As early as 2003, in an issue of New American City magazine, Melva Gweyn, one of the founders of a community group called Westwood Concern, said, “We’re pretty well saturated with Section 8. Since they have expanded [Section 8] so much in our area, we have had a rising crime rate, and people have left the area because they have been accosted by people on the street.” In other words, the issue isn’t that the west side opposes decentralizing poverty as much as it opposes recentralizing it in an area that has long cherished its separateness from the rest of the city.

Cincinnatians reading the newspaper or watching the local news now are hearing about violent crime and gangs and drugs in “Price Hill.” The crime may have occurred in Lower or East Price Hill, but even those at the top of the hill fear that their neighborhood’s reputation as safe and clean is eroding. And Covedalians want no part of that street cred.

“[The PHCC’s] point of view is to market Price Hill by claiming Covedale [so they can] say, ‘See, Price Hill isn’t so bad,’” says Grawe. “They’re claiming all of this to extend the boundaries and saying it’s all Price Hill.”

Armstrong maintains that’s not true. “We haven’t changed the boundaries at all,” he says. “The signs are placed where the boundaries always have been.”

 

The two sides finally met in late September, at a PHCC meeting. If Qualls hoped that they’d reach an agreement, she was wrong.

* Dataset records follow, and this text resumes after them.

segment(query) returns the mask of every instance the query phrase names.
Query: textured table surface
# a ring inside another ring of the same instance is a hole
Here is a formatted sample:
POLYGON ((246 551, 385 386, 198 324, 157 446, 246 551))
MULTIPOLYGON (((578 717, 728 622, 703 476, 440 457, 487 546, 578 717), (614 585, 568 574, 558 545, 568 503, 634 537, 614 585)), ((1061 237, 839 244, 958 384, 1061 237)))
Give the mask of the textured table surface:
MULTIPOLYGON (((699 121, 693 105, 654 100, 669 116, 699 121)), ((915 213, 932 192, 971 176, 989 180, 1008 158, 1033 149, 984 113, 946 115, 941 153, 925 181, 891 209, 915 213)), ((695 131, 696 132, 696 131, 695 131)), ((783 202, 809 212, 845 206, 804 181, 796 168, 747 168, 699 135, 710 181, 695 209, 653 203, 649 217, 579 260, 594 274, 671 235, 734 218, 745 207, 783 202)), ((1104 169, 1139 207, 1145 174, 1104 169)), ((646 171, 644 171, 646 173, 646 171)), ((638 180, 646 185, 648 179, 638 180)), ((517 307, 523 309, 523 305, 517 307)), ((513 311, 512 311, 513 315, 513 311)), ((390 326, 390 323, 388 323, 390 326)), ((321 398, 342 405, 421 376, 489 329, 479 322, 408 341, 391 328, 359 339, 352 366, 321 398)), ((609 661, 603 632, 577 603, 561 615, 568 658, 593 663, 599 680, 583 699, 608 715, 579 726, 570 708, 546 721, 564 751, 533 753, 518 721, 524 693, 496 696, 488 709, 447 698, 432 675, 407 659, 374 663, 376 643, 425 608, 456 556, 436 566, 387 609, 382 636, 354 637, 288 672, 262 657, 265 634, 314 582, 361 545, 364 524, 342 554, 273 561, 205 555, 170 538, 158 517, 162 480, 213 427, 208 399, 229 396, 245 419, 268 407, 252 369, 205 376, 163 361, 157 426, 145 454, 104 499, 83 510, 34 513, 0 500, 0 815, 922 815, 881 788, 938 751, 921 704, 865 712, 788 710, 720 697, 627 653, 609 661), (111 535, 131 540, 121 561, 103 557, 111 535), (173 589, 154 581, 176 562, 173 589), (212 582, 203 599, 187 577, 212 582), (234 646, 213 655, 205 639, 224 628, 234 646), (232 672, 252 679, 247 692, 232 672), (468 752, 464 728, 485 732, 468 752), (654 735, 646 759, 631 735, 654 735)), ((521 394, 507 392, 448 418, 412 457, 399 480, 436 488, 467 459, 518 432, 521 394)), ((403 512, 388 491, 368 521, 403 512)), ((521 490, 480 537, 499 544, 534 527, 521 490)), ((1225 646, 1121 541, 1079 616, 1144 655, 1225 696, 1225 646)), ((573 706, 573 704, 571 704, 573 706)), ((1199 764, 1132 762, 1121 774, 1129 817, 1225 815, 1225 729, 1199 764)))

“It was the most uncomfortable meeting I’ve ever attended that I was invited to,” Grawe recalls. “We wanted them to read our document and then we’d meet again. They wanted to settle the matter right there—and to give us an earful.”

Armstrong remembers it differently: “They brought no solutions, only their demands.” The sides parted having accomplished nothing. “At this time it’s a non-issue,” says Armstrong. “There are no plans to meet again, and it’s not going to come up anytime soon. For the most part, things are quiet on the western front.”

Grawe, however, plans to continue making noise. Armstrong sounds like he wishes Grawe and his Covedale secessionists would just go away. And when you think about it, both positions seem like stereotypical west side attitudes.

“Don’t get me wrong, I love Price Hill,” says Grawe. “My goal is not to embarrass them. But I’m not going to stop.”

“It’s negative drama that we don’t need,” responds Armstrong. “It’s divisive, and it doesn’t reflect well on West Price Hill. I’d rather focus on the positive things happening here and use our energy to keep making things even better.”

And so the debate goes on, as it does among urban neighborhoods throughout the country. For now, life in West Price Hill is still to a large extent good, as the T-shirts claim—no matter what name you call it.